Неожиданную красоту рассвета мы встречали на разрушенном пятом этаже. Было решено заходить через него во второй подъезд. Во втором подъезде пятый этаж был. Брать подъезд сверху вниз, конечно, легче, чем наоборот. Но туда ещё нужно было как-то попасть. Хорошо, что Борщ накануне выпросил у старшины три килограмма пластида. Отрезав кусок граммов в триста от упаковки пластида и облепив им «эфку», мы прикрепили взрывное устройство к стене, которая на пятом этаже преграждала нам путь во второй подъезд. Кроме этого, по рации Борщ связался с Женькой и попросил его прицельно выстрелить из РПГ в определённое окно пятого этажа второго подъезда по его команде.

Команда прошла, и на пятом этаже почти одновременно раздались два мощных взрыва. Когда пыль рассеялась, оказалось, что кусками стены и осколками завалило двоих украинских солдат. Одного из них убило сразу, а второй, будучи раненым, на предложение сдаться ответил: «Пийшли на х…й, москали!» Кто-то из наших пацанов ответил ему двумя выстрелами из автомата прямо в наглый рот. Я заметил, что у украинца в руке был зажат телефон со светящимся экраном. Пришлось подойти и вытащить телефон из крепко сжимавшей его мёртвой руки украинца. На экране светилось СМС от абонента «Любимая» на русском языке: «Как у тебя дела?»

«Плохи у него дела!» – написал я и отправил это сообщение в ответ, после чего разбил телефон об одну из сохранившихся стен. На этом этаже никого из украинцев больше не оказалось, зато этажом ниже они явно заволновались, и оттуда послышалась возня. Но наши пацаны уже обозначились на лестничной площадке и кидали вниз по лестнице гранаты с криками «Своя!» Они осторожно спускались и прицельно стреляли по метавшимся внизу фигурам укропов. Те стреляли в ответ, отступая. У нас появились двое раненых, которые не стали тормозить атаку и сами оказывали себе помощь, перебежав в укромное место. Как бы то ни было, но через две минуты второй подъезд тоже был взят. Нам оставалось забрать ещё четыре подъезда.

Когда Борщ доложил, что его «сынок» на самом деле уже закончил и второй класс, правда с двумя «тройками», то есть «трёхсотыми», и поэтому у него возникли трудности с переходом в третий класс. На что ему с ожесточёнными криками на изощрённом матерном языке было сказано, чтобы немедленно подтянул «грамотность» своего «сынка» и перевёл его в третий класс.
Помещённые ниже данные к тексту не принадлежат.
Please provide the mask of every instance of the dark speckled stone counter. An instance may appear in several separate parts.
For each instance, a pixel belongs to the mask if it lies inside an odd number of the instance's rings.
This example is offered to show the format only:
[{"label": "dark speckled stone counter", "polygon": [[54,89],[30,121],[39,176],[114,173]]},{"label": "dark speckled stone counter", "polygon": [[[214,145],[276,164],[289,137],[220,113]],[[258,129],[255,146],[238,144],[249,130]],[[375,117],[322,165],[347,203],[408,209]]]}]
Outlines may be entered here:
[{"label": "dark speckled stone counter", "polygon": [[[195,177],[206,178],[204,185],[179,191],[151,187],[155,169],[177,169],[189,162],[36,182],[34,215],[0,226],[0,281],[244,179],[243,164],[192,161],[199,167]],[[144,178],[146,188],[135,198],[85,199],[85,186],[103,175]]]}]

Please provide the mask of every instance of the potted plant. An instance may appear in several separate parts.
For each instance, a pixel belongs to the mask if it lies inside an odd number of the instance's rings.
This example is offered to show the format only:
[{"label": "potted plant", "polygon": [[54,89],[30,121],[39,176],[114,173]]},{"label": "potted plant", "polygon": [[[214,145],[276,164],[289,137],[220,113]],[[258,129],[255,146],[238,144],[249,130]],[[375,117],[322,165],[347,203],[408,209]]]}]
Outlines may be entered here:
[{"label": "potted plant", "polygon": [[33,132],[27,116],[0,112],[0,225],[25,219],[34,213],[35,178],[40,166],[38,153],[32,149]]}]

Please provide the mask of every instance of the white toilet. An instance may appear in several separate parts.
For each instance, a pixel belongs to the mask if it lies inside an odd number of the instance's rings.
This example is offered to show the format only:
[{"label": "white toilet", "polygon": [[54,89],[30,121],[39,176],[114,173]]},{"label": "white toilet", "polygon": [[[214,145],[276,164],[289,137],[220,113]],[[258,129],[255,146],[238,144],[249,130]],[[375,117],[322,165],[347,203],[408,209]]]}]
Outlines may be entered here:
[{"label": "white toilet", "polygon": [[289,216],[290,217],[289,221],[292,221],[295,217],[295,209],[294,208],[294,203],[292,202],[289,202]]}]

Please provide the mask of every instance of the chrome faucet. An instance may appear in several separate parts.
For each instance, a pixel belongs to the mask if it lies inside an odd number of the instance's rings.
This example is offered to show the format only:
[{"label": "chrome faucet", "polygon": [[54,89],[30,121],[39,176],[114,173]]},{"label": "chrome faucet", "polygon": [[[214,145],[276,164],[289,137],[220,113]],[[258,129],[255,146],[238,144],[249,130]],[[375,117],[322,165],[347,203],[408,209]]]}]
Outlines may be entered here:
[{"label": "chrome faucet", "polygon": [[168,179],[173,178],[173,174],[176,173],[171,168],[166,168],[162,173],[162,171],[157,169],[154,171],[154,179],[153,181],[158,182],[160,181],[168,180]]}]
Но хохлы в третьем подъезде подготовились и встретили нас стрельбой из пулемёта, когда мы решили повторить манёвр, который позволил захватить второй подъезд, совершив очередной телепорт. На этот раз ранило самого Борща, который не успел спрятаться за стеной, а в его рации орал голос раздражённого командира взвода, который открытым текстом говорил, что ему этот дом нужен уже сегодня. Борщ сползал вниз, морщась от боли в простреленном плече и где-то в районе бедра. При этом он с надеждой смотрел на меня.

Выждав момент, когда пулемётная стрельба из образовавшегося после взрыва нашего пластида большого проёма в капитальной стене, на мгновение прекратилась, я крикнул туда:

– Сдавайтесь! Вам всё равно конец!

– Сами сдавайтесь, москали проклятые, – ответили мне.

С этим нужно было что-то делать, и я, отойдя в дальнюю от пролома комнату, связался по рации с Женькой.

– У тебя ТБГ есть?

– Ну вроде был.

– Мы сейчас отойдём, а ты прицельно закинешь его в оконный проём на пятом этаже справа от лестницы по моей команде.

Я знал, что ТБГ – термобарическая граната, прицельно выпущенная из гранатомёта, это одновременно и сильно, и страшно. Особенно она бывает эффективна в городских боях. Если закинешь в нужное помещение такого поросёнка, там получится отменный «шашлык».